İşin insana uyumu aşağıda verilenlere göre yapılabilir:

  • Çalışılan yerin ve üretim araçlarının düzenlenmesi (çalışma alanı, makineler, göstergeler, kontroller vb.),
  • İş çevresinin analizi ve düzenlenmesi (ses, gürültü, aydınlatma, titreşim, iklim vb.)
  • İş organizasyonunun analizi ve düzenlenmesi (İşin kapsamı, çalışma ve dinlenme zamanları vb.),
  • Kişinin işin içeriğine bireysel yatkınlığı (yaş, cinsiyet, bedensel ve zihinsel özellikler vb.),
  • İş öğretimi ve işe alıştırma (Üçüncü, 2005).

Elektriksel Tehlikeler

Elektrik hayatımız için vazgeçilmezdir. Hem günlük hayatımızda hem de sanayide üretim amacıyla çok önemlidir. Elektrik enerjisinin akımı elektronlar yoluyla gerçekleştirilir. Elektrik, negatif (-) yük sahibi elektronların ve iyonların pozitif (+) yöne doğru hareketi sonucu oluşan yük akımıdır. Elektriksel tehlikeler; çarpma, yanıklar ve çarpma sonucu düşmeden kaynaklanan burkulma ve kırılmadır. İnsan negatif (-) yüklüdür, bundan dolayı elektrik akımının insan üzerinden yolunu tamamlamasından dolayı elektriksel tehlikeler oluşur. Çalışan vücudu alçak gerilime uğradığında şok geçirir, yüksek gerilime uğradığında ise ağır yanıklar meydana gelir.
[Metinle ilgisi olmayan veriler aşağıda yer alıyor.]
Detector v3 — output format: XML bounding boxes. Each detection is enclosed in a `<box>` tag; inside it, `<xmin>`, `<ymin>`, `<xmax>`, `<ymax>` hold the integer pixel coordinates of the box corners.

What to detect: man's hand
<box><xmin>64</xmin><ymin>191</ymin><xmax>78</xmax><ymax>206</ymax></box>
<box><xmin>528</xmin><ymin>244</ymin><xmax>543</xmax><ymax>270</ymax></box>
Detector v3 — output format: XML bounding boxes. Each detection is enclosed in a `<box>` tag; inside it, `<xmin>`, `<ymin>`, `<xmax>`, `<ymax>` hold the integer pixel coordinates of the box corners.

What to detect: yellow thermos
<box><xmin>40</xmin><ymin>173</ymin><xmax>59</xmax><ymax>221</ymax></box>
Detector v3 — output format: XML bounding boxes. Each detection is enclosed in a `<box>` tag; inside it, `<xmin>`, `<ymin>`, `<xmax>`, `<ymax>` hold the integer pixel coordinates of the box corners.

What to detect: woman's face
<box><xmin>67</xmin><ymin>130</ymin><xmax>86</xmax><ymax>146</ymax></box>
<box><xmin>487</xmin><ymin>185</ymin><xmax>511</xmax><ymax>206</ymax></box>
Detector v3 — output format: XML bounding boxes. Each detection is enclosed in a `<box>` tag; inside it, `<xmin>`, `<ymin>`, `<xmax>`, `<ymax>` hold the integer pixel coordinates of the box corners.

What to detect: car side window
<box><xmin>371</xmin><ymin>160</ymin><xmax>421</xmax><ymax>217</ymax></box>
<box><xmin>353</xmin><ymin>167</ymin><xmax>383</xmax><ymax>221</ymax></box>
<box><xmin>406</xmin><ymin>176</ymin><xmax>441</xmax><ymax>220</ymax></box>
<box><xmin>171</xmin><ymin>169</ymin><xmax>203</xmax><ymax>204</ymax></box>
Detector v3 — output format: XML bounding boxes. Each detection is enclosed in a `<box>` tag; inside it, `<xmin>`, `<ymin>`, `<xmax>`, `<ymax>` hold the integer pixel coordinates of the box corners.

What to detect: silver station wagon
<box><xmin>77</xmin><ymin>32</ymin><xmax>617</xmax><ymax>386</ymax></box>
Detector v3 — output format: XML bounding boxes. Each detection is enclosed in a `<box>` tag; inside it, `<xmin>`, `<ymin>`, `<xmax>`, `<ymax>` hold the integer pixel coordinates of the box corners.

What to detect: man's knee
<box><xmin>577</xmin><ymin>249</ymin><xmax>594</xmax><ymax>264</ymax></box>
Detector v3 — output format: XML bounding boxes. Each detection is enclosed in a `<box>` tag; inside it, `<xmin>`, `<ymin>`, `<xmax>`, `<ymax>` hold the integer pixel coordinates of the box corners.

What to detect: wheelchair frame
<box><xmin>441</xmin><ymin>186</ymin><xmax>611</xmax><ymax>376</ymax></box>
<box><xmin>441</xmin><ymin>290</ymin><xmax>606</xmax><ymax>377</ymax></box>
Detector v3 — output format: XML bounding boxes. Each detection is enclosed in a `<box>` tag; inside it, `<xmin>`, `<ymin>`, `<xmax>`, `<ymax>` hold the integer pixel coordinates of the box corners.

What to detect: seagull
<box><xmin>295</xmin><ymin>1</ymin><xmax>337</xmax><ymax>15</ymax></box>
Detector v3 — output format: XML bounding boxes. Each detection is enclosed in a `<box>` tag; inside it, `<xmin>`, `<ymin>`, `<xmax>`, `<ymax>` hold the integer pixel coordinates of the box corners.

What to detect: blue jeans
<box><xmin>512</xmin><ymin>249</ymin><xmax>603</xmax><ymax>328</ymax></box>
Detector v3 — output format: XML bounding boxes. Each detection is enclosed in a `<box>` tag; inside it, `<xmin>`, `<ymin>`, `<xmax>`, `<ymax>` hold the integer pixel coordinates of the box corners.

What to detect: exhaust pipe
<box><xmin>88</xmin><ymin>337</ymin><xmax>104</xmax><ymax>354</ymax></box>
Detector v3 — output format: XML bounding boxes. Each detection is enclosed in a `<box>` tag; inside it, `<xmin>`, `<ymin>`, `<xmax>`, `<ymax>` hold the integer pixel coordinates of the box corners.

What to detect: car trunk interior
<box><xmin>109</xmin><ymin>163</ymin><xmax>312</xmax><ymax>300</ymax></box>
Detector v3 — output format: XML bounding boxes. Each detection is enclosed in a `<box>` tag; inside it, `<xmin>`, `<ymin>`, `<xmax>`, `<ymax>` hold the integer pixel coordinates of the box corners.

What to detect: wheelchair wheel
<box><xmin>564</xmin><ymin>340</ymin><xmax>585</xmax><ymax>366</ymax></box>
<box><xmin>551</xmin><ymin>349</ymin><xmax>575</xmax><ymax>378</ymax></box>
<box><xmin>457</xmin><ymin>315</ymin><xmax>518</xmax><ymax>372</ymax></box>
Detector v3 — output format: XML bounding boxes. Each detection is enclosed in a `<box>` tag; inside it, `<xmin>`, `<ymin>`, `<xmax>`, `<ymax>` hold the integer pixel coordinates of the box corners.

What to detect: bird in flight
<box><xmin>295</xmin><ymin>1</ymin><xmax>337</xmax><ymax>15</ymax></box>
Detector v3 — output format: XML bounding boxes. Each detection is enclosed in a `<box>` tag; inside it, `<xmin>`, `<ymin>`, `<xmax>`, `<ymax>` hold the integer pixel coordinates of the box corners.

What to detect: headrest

  • Çalışanların elektrik çarpmasından korunmaları için;
  • Koruyucu yalıtma (yalıtkan eldiven, ayakkabı ve baret gibi),
  • Üzerinde durulan yerin yalıtılması,
  • Küçük gerilim kullanma,
  • Sıfırlama,
  • Topraklama,
  • Elektriksel yalıtma,
  • Paratoner ve parafudr ile sistemi yüksek gerilimden koruma gibi düzenler kullanılır (Gürleyük, 2018).